Diedri White a registered dietitian, will help Southern Adventist University students discover a balanced outlook on food in her new class next spring.
“The brand new class, Food Preparation: A Healthy Perspective, will teach the basics of food preparation and healthy principles,” Mrs. White said. “There will be a lot of hands-on activity.”
Mrs. White, who is an adjunct professor, teaches nutrition classes at SAU, Chattanooga State and UTC. She said she enjoys teaching these basic courses, but is especially looking forward to next semester and the opportunity to teach practical application.
During class registration in a few weeks, Mrs. White anticipates that many of the students, who have already met the prerequisite for the course, will want to join.
“I think there have been inquiries by students for a more practical nutritional class,” Mrs. White said. “I think this will be a wonderful class for them because there’s a growing interest in healthy lifestyles.”
Diedri White, a registered dietitian and an adjunct professor for Southern Adventist University, is getting ready for class registration for her new spring course, Food Preparation: A Healthy Perspective.
Mrs. White is also an online nutrition counselor for the Balance Program, working with adults who need a little extra encouragement in their weight-loss efforts. She said that this class will provide the college students with a similar opportunity.
“Some of the challenges the students face is to have healthy vegetarian diets, while avoiding high intakes of eggs and cheese,” Mrs. White said. “They must learn to change their taste buds.”
Mrs. White will prove the best way to change their diet is to alter their entire perspective on nutrition. She said that most people believe nutrition is only about eating food, but there is actually a lot more to it.
“It’s actually about how the food is processed in the body,” Mrs. White said. “What we eat is what we become. It has a longer impact than what you are eating right now. It affects your life in the long run.”
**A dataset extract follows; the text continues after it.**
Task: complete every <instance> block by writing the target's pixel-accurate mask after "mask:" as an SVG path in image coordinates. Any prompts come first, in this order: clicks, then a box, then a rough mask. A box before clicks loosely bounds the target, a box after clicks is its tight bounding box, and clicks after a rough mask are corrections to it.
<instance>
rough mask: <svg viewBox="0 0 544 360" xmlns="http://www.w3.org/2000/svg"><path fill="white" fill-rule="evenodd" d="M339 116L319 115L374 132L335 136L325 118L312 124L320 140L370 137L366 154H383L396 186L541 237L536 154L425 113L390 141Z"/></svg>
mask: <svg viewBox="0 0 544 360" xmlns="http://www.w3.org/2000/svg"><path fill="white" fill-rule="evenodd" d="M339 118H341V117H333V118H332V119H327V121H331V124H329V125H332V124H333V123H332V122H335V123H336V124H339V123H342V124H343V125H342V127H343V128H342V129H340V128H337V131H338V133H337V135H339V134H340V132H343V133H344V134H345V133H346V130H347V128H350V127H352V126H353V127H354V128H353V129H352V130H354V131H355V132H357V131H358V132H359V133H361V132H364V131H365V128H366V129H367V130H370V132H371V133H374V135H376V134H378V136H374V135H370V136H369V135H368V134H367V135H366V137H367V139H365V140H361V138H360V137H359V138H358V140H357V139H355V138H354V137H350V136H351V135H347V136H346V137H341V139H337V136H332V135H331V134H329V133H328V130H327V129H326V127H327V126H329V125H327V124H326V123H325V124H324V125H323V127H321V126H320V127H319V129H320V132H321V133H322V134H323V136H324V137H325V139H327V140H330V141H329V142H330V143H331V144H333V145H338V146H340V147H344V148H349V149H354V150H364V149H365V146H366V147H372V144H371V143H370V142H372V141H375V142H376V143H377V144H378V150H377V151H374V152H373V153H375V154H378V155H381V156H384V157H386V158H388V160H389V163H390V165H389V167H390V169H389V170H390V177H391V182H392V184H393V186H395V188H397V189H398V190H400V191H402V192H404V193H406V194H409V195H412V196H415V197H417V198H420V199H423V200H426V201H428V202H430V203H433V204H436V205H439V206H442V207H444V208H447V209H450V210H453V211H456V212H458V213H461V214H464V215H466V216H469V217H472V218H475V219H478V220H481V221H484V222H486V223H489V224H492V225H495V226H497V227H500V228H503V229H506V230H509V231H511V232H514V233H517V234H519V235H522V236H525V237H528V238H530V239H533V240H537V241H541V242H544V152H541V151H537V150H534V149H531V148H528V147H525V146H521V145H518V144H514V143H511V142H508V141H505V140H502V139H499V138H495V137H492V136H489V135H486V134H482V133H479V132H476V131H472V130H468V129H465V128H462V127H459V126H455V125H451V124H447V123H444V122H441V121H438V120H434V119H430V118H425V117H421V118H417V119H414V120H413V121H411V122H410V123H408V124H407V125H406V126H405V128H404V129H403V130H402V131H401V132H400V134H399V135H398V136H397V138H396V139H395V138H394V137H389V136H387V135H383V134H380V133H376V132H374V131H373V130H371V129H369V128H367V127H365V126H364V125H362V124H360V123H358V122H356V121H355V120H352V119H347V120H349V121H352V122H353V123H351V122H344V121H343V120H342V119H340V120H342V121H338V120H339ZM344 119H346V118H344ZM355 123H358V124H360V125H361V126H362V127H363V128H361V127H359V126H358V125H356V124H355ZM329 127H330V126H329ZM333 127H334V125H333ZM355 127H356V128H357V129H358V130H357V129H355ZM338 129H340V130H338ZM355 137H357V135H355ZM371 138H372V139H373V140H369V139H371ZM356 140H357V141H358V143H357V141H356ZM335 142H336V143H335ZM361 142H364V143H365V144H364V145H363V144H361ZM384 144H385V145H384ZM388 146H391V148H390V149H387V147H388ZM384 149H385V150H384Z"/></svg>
Mrs. White’s classroom in the brand new wellness center at SAU will have a full kitchen. The new facilities will allow her and the students to experiment and learn to cook better foods.
Mrs. White tries to follow a plant-based diet and focus on eating plenty of whole grains, fresh fruits and vegetables every day.
She said that college is the perfect time for students to start instilling better eating habits in their routine. Mrs. White wants them to also spread what they will learn in her class to their friends and family.
“I feel like I make a difference in the lives of the people I work with,” Mrs. White said. “I really enjoy it.”
Granola
8 cups oatmeal, 5 cups whole oats and 3 cups quick oats
1 cup raw wheat germ
3/4 cup coconut, shredded
1/4 cup brown sugar
1 teaspoon cinnamon
1 teaspoon salt
1 cup almonds, slivered
1 cup pecans, chopped
1 cup walnuts, chopped
1/3 cup vegetable oil
3/4 cup water, warm
1/3 cup honey
1 teaspoon vanilla flavoring
Mix together oatmeal, wheat germ, coconut, sugar, cinnamon, salt, almonds, pecans and walnuts in a large bowl. Set aside. Mix oil, water, honey and vanilla flavoring. Add liquid ingredients to dry ingredients. Mix thoroughly. Place in sprayed shallow pans. Bake at 225 degrees until golden brown and crisp for about 2 to 2 1/2 hours. Serve with fresh fruit and soy milk.
Homemade Bread
1 1/2 cups water, warm
3 tablespoons oil
3 tablespoons honey
3 cups whole-wheat flour
1/2 cup bread flour
2 tablespoons dry milk powder
3 tablespoons vital wheat gluten
1 1/2 teaspoons salt
2 teaspoons active dry yeast
Add ingredients to a whole-wheat bread maker and follow directions.
Scrambled Tofu
1 block tofu, drained
1/2 teaspoon olive oil
1/2 cup green onions, chopped
1/2 teaspoon turmeric
1/2 teaspoon McKay’s vegan chicken seasoning
1 teaspoon parsley, dried
1/4 teaspoon onion powder
1/4 teaspoon garlic powder
2 teaspoons Bragg’s Amino Acids
Mash tofu into a large pan. Sauté onions lightly in the olive oil. Add tofu and cook lightly. Add remaining ingredients and cook quickly. Serve with favorite breakfast foods.
Easy Tofu
1 block tofu, drained
1/4 to 1/2 cup Bragg’s Amino Acids
1 teaspoon olive oil
Slice tofu block into 1/4 to 1/2-inch thick slices. Should yield 10 to 15 pieces. Place Bragg’s Amino Acids in flat-type bowl. Lightly coat each tofu slice with amino acids. Sauté each piece in olive oil until golden brown. Serve as an entrée or use for sandwiches.
Lentils
1 pound lentils
1 medium onion, chopped
2 cloves garlic, chopped
3 large carrots, sliced
2 medium potatoes, chopped
Salt, to taste
Place lentils in a large pot. Add enough water and cover about 1 to 2 inches above the lentils. Cook lentils until soft. Add remaining ingredients. Cook until vegetables are soft. Serve with brown rice and tossed salad.